Users can request accesses on-demand using the shortcut /request or a button on the home tab of the AccessOwl Slack app. Here’s how it works:
  1. Only if you don’t have a manager set: You’re asked to provide the name of your manager.
  2. By default access requests need to be approved by your direct manager.
  3. After approval, provisioning requests with all the necessary details are sent to the responsible application admins or to AccessOwl for automated provisioning.
Access requests can be denied/rejected by the manager or application admin. However, you will be kept up-to-date via Slack messages about the request status.

Special Request Type: No Permission Selection Required

For certain applications, you may not want users to choose their own permission level. Instead, let them describe the access they need in a freeform text field. The application admin can then review the request and assign the correct permission level.

Setup

To set up an application to not require a permission selection, open the app’s permissions and unselect the following checkbox: Request without Permission

Example

Mandatory Resources

Some applications have mandatory resources that must be requested before other permissions can be granted.

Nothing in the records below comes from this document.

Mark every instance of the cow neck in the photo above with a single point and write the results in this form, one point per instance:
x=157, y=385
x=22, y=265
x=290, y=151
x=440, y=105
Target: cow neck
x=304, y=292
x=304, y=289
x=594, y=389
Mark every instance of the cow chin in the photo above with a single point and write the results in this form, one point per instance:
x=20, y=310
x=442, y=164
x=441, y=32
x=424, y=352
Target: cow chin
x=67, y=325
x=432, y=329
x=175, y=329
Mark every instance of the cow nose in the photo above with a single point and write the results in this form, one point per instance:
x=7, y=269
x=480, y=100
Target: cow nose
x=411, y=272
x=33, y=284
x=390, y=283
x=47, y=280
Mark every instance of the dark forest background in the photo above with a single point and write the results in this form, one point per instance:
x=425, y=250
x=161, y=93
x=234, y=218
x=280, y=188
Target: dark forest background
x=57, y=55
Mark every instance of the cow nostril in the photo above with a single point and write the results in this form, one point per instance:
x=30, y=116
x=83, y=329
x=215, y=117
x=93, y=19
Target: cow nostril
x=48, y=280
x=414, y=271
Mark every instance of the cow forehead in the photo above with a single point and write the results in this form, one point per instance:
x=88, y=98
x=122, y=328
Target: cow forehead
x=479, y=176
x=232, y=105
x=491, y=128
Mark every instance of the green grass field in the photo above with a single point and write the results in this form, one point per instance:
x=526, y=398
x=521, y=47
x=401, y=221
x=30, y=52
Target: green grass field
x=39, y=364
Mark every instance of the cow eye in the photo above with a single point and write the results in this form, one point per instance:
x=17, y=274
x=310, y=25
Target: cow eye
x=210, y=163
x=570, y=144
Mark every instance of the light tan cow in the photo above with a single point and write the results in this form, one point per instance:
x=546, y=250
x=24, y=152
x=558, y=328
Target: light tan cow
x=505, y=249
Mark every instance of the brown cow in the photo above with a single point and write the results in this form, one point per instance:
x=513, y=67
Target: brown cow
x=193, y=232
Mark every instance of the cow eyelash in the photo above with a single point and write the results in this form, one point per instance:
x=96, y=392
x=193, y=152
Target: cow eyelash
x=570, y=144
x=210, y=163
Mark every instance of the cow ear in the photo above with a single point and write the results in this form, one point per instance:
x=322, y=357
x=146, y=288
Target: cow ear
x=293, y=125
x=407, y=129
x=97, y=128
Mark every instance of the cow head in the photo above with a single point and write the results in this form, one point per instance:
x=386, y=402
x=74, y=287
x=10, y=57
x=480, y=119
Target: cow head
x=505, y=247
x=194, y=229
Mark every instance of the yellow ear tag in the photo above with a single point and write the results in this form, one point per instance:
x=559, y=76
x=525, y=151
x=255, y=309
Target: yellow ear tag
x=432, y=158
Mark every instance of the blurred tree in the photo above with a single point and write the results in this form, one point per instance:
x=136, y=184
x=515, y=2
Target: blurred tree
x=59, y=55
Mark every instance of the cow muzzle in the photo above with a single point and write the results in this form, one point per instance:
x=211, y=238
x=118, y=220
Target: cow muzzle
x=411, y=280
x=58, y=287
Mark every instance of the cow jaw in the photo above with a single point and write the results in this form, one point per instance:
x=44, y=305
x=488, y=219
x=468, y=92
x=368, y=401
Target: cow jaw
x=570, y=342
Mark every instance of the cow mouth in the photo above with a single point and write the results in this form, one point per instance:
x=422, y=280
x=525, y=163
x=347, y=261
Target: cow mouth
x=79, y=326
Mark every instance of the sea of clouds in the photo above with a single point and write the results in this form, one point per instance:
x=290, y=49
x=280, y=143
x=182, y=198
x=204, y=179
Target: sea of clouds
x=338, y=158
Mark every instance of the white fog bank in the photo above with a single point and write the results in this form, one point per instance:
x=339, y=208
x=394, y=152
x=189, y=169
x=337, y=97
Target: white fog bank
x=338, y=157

If you try to request access without including the required mandatory resources, you’ll see a validation error listing the permissions you need to include.
If you already have access to the mandatory resource, you can request additional permissions without including it again.

2. Approval

AccessOwl offers different options for approval policies, which are managed by your AccessOwl Org Admins. The default option is manager approval. A manager will be asked to approve your access request. They have the option to either approve or deny. You will receive a notification after the approver has made a decision.

3. Provisioning

The final step is the creation of the requested access. Depending on whether the application is managed by an internal application administrator or via an integration of AccessOwl, there are two options:
After the access has been approved, the application administrator receives a notification in Slack. They have the option to grant or reject the access. You will be informed when the application administrator has finished the task. If rejected, you will also be provided with a rejection reason.

Pending Dependency Status

When you request multiple permissions and some depend on mandatory resources, your requests may show a Pending dependency status. This means the request has been approved but is waiting for the mandatory resource to be provisioned first. Once the mandatory resource is granted, dependent requests will automatically proceed to provisioning.
If a mandatory resource request is denied or rejected, all dependent requests waiting on it will be automatically cancelled.

Revoke Your Own Access

If you no longer need an access you were granted (for example, temporary access you requested for a one-off task, or an app you used in a previous role), you can revoke it yourself directly from Slack.
1

Open the AccessOwl Slack app

Go to the AccessOwl home tab in Slack.
2

Click Revoke Access

Use the Revoke Access button on the home tab.
3

Select yourself

Choose your own user, then pick the app and permission you want to give up.
Self-revocations go straight through without an approval step. Once you confirm, AccessOwl deprovisions the access automatically if the app has an integration, or notifies the application admin to remove it.